Memories are valuable to any corporate/neoliberalist logic as pathways to subjectification. Subjectification works through capturing memory, and the Lockean idea of tabula rasa as the ground for subjectivity-through-experience is more of a pragmatic than ontological assumption. Contemporary capitalism works through creations of worlds, argues Maurizio Lazzarato, and Doll House exemplifies in this sense not (only) a world of high tech virtual realities, but the functioning of Leibnizian neoliberalism. It’s about the refrains that stick to your mind, and create habits that pave the way for consumerist etc. behavior. Mind and body are hence synced. The other link to neoliberalism comes through Naomi Klein’s Shock Doctrine: through shock that reduces to a childlike status the mind/society becomes open to reprogramming (thanks to Joss Hands for the reminder re. Klein.)

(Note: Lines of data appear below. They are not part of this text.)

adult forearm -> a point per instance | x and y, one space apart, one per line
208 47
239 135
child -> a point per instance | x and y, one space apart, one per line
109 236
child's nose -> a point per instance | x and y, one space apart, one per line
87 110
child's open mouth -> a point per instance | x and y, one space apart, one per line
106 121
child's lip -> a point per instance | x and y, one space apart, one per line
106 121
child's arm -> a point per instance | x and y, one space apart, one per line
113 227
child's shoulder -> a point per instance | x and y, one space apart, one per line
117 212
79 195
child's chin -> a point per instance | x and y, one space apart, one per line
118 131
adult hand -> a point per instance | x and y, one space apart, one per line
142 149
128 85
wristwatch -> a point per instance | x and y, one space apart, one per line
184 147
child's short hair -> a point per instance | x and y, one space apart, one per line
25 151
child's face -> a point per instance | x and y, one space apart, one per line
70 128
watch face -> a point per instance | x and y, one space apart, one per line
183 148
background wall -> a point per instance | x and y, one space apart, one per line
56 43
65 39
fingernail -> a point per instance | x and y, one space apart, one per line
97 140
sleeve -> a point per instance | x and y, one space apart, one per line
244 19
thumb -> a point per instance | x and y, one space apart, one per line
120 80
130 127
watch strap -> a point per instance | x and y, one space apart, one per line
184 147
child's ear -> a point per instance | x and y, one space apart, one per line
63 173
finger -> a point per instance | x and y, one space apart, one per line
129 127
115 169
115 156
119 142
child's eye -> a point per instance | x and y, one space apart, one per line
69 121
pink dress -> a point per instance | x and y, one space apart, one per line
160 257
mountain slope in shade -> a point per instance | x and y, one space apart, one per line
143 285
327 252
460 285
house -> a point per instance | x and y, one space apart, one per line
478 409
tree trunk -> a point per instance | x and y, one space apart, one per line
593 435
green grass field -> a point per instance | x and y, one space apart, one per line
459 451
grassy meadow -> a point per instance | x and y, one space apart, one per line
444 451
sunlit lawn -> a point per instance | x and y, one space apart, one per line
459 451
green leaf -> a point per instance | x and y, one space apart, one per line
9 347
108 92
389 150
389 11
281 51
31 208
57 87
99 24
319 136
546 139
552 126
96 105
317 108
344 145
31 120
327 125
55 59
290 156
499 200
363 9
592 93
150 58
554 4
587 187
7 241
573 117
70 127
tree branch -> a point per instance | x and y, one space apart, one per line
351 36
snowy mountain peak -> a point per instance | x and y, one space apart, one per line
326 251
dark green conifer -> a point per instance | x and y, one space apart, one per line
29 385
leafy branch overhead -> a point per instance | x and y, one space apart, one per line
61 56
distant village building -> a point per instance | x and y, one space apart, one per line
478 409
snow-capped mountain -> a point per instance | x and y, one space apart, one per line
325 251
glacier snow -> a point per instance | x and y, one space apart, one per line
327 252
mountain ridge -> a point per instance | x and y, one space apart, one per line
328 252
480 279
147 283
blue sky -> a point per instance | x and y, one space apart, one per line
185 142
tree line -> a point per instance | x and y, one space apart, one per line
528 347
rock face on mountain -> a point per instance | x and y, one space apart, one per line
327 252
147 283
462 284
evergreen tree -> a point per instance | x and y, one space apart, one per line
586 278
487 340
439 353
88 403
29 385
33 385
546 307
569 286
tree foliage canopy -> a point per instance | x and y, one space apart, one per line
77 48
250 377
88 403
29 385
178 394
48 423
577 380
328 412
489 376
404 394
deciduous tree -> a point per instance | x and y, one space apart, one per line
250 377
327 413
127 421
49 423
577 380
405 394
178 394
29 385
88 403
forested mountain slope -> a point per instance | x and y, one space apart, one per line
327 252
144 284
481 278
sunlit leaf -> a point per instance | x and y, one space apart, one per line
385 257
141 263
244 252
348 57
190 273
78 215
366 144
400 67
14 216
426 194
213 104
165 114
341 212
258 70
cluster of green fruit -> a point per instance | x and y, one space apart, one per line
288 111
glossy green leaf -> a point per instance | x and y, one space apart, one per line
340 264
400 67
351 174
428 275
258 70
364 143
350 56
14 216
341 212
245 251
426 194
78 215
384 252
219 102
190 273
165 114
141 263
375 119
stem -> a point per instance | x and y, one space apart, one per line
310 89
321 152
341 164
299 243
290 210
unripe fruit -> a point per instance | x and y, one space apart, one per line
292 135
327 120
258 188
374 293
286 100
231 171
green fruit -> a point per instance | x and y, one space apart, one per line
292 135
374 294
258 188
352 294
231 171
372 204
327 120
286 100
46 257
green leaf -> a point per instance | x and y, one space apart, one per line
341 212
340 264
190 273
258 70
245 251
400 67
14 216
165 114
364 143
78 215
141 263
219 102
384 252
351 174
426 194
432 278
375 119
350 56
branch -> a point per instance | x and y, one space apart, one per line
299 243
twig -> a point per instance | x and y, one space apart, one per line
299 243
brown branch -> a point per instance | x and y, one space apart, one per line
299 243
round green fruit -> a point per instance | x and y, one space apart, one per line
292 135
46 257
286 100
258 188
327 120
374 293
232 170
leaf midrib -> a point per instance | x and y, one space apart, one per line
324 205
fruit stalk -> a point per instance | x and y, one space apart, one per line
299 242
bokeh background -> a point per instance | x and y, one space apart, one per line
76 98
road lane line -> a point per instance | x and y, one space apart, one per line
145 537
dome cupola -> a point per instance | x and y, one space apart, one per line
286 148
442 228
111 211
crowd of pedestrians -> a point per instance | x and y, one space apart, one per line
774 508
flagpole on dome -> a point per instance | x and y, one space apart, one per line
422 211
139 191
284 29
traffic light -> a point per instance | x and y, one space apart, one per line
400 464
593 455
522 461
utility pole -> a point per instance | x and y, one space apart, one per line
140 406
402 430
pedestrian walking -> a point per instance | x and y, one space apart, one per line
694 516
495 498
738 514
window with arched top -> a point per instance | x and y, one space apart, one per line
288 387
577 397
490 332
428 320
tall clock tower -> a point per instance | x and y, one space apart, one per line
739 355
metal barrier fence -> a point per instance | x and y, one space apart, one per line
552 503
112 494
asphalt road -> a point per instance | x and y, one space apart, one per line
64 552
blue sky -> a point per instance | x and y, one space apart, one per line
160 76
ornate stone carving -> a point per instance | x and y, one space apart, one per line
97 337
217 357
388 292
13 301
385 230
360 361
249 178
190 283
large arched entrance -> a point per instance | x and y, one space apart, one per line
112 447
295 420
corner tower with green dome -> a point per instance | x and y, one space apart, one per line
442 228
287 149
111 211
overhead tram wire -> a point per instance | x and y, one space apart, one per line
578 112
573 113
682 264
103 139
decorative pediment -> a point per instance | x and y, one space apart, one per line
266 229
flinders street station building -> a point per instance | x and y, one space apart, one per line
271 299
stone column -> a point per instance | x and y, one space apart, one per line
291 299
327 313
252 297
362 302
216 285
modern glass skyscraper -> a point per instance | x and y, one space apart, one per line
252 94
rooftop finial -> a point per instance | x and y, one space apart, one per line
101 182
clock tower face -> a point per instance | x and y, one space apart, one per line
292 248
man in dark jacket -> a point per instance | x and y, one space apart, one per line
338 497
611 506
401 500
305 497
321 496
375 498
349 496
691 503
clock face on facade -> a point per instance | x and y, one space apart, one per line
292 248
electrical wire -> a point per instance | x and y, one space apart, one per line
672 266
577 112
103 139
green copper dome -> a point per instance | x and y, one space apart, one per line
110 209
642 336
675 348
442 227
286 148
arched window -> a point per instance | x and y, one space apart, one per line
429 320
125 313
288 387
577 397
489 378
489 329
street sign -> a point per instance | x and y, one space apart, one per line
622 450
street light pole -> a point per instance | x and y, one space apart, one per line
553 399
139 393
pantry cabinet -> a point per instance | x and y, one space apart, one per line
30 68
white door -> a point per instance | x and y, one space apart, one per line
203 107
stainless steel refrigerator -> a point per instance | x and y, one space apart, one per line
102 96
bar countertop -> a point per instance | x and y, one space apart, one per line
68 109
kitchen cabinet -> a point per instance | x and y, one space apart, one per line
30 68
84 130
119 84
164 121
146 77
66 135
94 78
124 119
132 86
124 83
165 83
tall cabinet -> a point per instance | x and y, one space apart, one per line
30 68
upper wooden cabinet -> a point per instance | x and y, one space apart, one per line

Lazzarato and his reading of Tarde is in many aspects an apt opening to such worlds as Doll House’s. Subjectivity as an automate would be the perfect tuning of behaviors for a certain goal — something clearly visible in the idea of being able to program people for specific tasks, and for such tasks only. (cf. Lazzarato’s Les Révolutions du capitalisme). But this is not the whole truth. Memories leak, also through the tabula rasa. This is what Doll House is about; how memories while being captured, still leak, and how memory is less a storage space that can be filled and emptied according to will than a dynamism that cannot be detached from the body. Hence, memory becomes a dynamic engine with different layers suddenly converging and diverging. In Bergsonian terms, its the duration of lived memories that persists despite the quantified “memory bytes programmable” that seem to ground the fantasy of drone people á la 21st century.

Memory is much more material and dirty than anything that could be wiped away. It sticks. (An obvious direction would be to write this through Freud’s memory machine metaphor, and talk about the dynamic materialism inherent in any process of imprinting/wiping.)

Where goes then the line between living and dead labour?

Agency is not one, nor is it even two as with doppelgangers, twins, or any other classic film doubling of minds/bodies. Its multiple, much more akin to a logic of infinite variation that characterizes digital technologies than an optical metaphor. But such avatars are not only projections stemming from the human, so to speak. They feed back. This seems to be something at the core of some of the media examples emerging now. There is a much more interesting feedback loop between bodies and avatars, minds and surrogates than only a projection of fantasmas. Bodies resonate with their spectral variations, and such spectral variations can return. (No return of the repressed through.)